As I listen to each student’s story, I feel like the mercy of God is flowing in and out of everyone in the room. These young, wonderful students truly listen to each other. I am aware that every story is holy, is of God, and that we are all standing on holy ground. It’s easy to see how God moves and acts and prompts in our lives. And the older I get the more I know that all anyone really wants in life is for someone to know a piece of their story.

Notre Dame Story Nights are an opportunity for our wonderful young people to share a piece of their story with other students who represent the growing diversity of Notre Dame. Athletes, DACA students, international students, students from wealthy families, shy students, gregarious students, first-generation students, students working on campus so as to send money to their family in Texas.

After everyone tells their Notre Dame Story, we all say our names again and then we pray a Hail Mary together. One night a student asked, “Can we all pray the Hail Mary in our native language?” We prayed together that evening in Spanish, English, Lithuanian and Swahili. So beautiful.

On the first Saturday of May I invite all the students who have taken part in a Notre Dame Story Night for Mass and lunch. Of the 170 who will have participated, approximately 120 will come. It’s a wonderful event each year.

These nights are an opportunity to practice what Pope Francis consistently calls the “culture of encounter”: You have something good to give to me and I have something good to give to you.

I think the students leave my room having experienced the culture of encounter. Each one has received something good from the others. And each one has given something good to the others. As I clean up and haul out the trash, I think about how our country and our world might be enriched if people from different backgrounds sat down with one another and told part of their story. We would have a very different world. Rather than building walls, we would all be building bridges.

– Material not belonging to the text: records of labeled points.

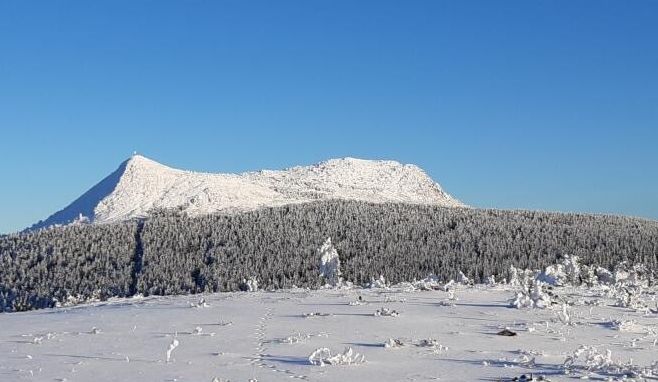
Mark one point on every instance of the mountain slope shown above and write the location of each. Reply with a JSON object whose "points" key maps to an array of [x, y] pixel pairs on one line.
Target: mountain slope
{"points": [[140, 185]]}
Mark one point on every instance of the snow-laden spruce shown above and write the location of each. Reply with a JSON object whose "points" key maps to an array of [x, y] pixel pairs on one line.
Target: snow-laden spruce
{"points": [[330, 264]]}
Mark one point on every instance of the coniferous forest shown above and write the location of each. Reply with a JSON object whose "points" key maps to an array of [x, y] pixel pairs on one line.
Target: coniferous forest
{"points": [[170, 253]]}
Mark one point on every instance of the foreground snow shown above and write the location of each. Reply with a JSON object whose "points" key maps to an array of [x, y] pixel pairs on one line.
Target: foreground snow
{"points": [[445, 335]]}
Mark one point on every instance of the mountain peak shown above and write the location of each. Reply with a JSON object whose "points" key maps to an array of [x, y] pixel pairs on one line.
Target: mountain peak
{"points": [[141, 184]]}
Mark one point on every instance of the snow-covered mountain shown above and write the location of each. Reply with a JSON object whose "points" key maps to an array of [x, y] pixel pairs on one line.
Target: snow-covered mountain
{"points": [[140, 185]]}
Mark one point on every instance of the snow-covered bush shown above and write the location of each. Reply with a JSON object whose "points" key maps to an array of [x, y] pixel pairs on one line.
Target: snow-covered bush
{"points": [[589, 359], [378, 283], [465, 280], [385, 312], [330, 264], [323, 356], [565, 273], [431, 282], [393, 343], [532, 295], [249, 285], [433, 344], [199, 304], [173, 345]]}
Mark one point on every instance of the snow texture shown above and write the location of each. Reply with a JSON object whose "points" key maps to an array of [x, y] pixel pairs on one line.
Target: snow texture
{"points": [[141, 185], [162, 339]]}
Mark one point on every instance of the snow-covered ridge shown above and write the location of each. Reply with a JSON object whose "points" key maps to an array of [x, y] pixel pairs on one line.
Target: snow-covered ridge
{"points": [[140, 185]]}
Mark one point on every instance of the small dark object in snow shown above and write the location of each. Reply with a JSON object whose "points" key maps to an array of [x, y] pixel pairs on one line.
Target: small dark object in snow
{"points": [[506, 333], [525, 378]]}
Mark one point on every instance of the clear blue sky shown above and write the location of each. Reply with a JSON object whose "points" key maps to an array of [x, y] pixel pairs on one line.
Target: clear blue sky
{"points": [[548, 105]]}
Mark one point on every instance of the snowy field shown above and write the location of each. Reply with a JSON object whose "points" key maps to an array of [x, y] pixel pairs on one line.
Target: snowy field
{"points": [[269, 336]]}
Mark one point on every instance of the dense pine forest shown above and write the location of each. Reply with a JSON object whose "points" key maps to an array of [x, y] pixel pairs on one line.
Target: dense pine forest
{"points": [[170, 253]]}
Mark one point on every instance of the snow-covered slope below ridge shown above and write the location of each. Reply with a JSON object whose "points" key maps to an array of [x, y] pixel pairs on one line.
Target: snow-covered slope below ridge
{"points": [[140, 185]]}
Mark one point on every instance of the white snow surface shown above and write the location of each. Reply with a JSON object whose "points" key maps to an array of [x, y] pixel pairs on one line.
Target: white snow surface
{"points": [[141, 185], [245, 336]]}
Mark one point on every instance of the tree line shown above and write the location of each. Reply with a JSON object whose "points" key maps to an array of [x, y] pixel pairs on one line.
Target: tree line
{"points": [[171, 253]]}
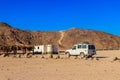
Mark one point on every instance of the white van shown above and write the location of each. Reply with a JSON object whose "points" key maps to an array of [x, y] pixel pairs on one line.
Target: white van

As I say so often, one thing is obvious — we all stand in need of the mercy of God. For sure the mercy of God unites all of us in our diversity. The mercy of God is all-inclusive.


Father Joe Corpora, CSC, is the director of the Catholic School Advantage campaign within Notre Dame’s Alliance for Catholic Education (ACE) program and associate director, pastoral care of students, in the Office of Campus Ministry. He is one of 700 priests whom Pope Francis appointed in February 2016 to serve as Missionaries of Mercy.